Under Clarkson last season, she featured a lot at right back in a leaky Dash back line. Even so, I would never have guessed that after Hanson was moved to right back, the Dash would be yet to concede a goal. But here we are. I also love the chemistry she has under Katie Naughton, who in Megan Oyster’s absence, has become an important leader at the back. Similarly, Hanson’s assured nature helped Ally Prisock excel in the middle. Who needs a traditional right back?
Pride for Houston, no matter what happens
The wholehearted comments by the Dash captain, in the post match, gave this win a welcome perspective. “Everywhere in the world is struggling with this pandemic, the city of Houston is going through a tough time. For us, this win was for them.” Hope beyond the everyday struggles is a gift that sport gives us. This team is truly playing for their fans and the city of Houston. They are acknowledging the hardships and uncertainty taking its toll on the country. It is a privilege for them to have the opportunity to be safe, to do their work, to compete and entertain. They know that. In turn, they want to show up for those who have not had that advantage.
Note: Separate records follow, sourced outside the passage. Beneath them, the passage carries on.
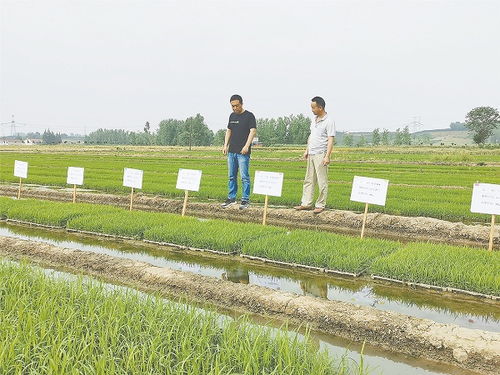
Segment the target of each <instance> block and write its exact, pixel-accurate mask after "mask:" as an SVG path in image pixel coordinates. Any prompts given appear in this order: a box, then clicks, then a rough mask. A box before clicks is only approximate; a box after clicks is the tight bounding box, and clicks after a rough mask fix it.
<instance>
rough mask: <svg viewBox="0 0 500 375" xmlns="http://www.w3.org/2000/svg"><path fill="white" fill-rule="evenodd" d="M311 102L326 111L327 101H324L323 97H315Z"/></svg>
mask: <svg viewBox="0 0 500 375" xmlns="http://www.w3.org/2000/svg"><path fill="white" fill-rule="evenodd" d="M311 102H315V103H316V104H317V105H319V106H320V107H321V108H323V109H325V106H326V103H325V99H323V98H322V97H321V96H315V97H314V98H312V99H311Z"/></svg>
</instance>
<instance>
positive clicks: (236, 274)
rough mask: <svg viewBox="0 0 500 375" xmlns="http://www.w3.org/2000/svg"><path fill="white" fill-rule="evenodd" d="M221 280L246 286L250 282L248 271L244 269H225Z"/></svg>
mask: <svg viewBox="0 0 500 375" xmlns="http://www.w3.org/2000/svg"><path fill="white" fill-rule="evenodd" d="M222 279H224V280H228V281H232V282H233V283H237V284H248V283H249V282H250V275H249V274H248V270H246V269H244V268H236V269H227V270H226V272H223V273H222Z"/></svg>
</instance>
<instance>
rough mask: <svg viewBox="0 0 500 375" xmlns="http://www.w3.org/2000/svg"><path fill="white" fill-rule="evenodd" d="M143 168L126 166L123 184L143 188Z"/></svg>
mask: <svg viewBox="0 0 500 375" xmlns="http://www.w3.org/2000/svg"><path fill="white" fill-rule="evenodd" d="M143 173H144V171H143V170H141V169H133V168H124V170H123V186H127V187H133V188H136V189H142V174H143Z"/></svg>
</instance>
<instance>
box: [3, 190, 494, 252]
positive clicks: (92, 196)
mask: <svg viewBox="0 0 500 375" xmlns="http://www.w3.org/2000/svg"><path fill="white" fill-rule="evenodd" d="M17 189H18V187H17V186H14V185H0V194H1V195H6V196H12V197H15V196H17ZM22 197H24V198H38V199H48V200H56V201H72V199H73V198H72V191H68V190H56V189H47V188H43V187H33V186H30V187H24V188H23V191H22ZM77 200H78V202H87V203H99V204H110V205H116V206H121V207H124V208H128V207H129V204H130V197H129V196H128V195H116V194H104V193H98V192H90V191H83V192H79V193H78V195H77ZM134 209H136V210H147V211H161V212H172V213H178V214H180V213H181V211H182V201H181V200H176V199H167V198H164V197H159V196H152V195H144V194H141V193H139V194H136V196H135V197H134ZM186 214H187V215H191V216H197V217H202V218H221V219H230V220H237V221H244V222H256V223H260V222H262V216H263V207H262V206H261V205H258V206H257V205H253V206H251V207H250V208H249V209H247V210H244V211H240V210H238V207H237V205H235V206H232V207H229V208H226V209H223V208H222V207H221V206H220V203H219V202H217V203H209V202H189V204H188V206H187V213H186ZM362 220H363V214H358V213H355V212H352V211H342V210H325V211H324V212H322V213H321V214H319V215H315V214H313V213H312V212H311V211H300V212H298V211H295V210H293V209H291V208H283V207H270V208H269V210H268V216H267V223H268V224H270V225H279V226H285V227H288V228H303V229H319V230H325V231H331V232H336V233H345V234H351V235H359V234H360V232H361V225H362ZM498 227H499V226H498V225H496V227H495V231H494V238H493V243H494V247H498V245H500V235H499V229H498ZM489 231H490V228H489V226H486V225H467V224H464V223H460V222H458V223H455V222H449V221H445V220H439V219H434V218H429V217H406V216H396V215H387V214H382V213H369V214H368V215H367V221H366V228H365V235H366V236H367V237H376V238H387V239H393V240H399V241H403V242H406V241H430V242H436V243H446V244H453V245H468V246H483V247H484V246H487V243H488V239H489ZM495 245H496V246H495Z"/></svg>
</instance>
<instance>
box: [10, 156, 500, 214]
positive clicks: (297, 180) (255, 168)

In making the final, the Dash have given their fans another 4 days of anticipation and of escapism. The reputation of the club is being rewritten in real time during the Challenge Cup. A new standard, a new culture. It is poignant that Shea Groom has gone from claiming she was ready to “hang up” her cleats to now confessing she’s found a “home” in Houston. This team cares and they play like it. Even if they don’t bring home the trophy, we’ll be proud.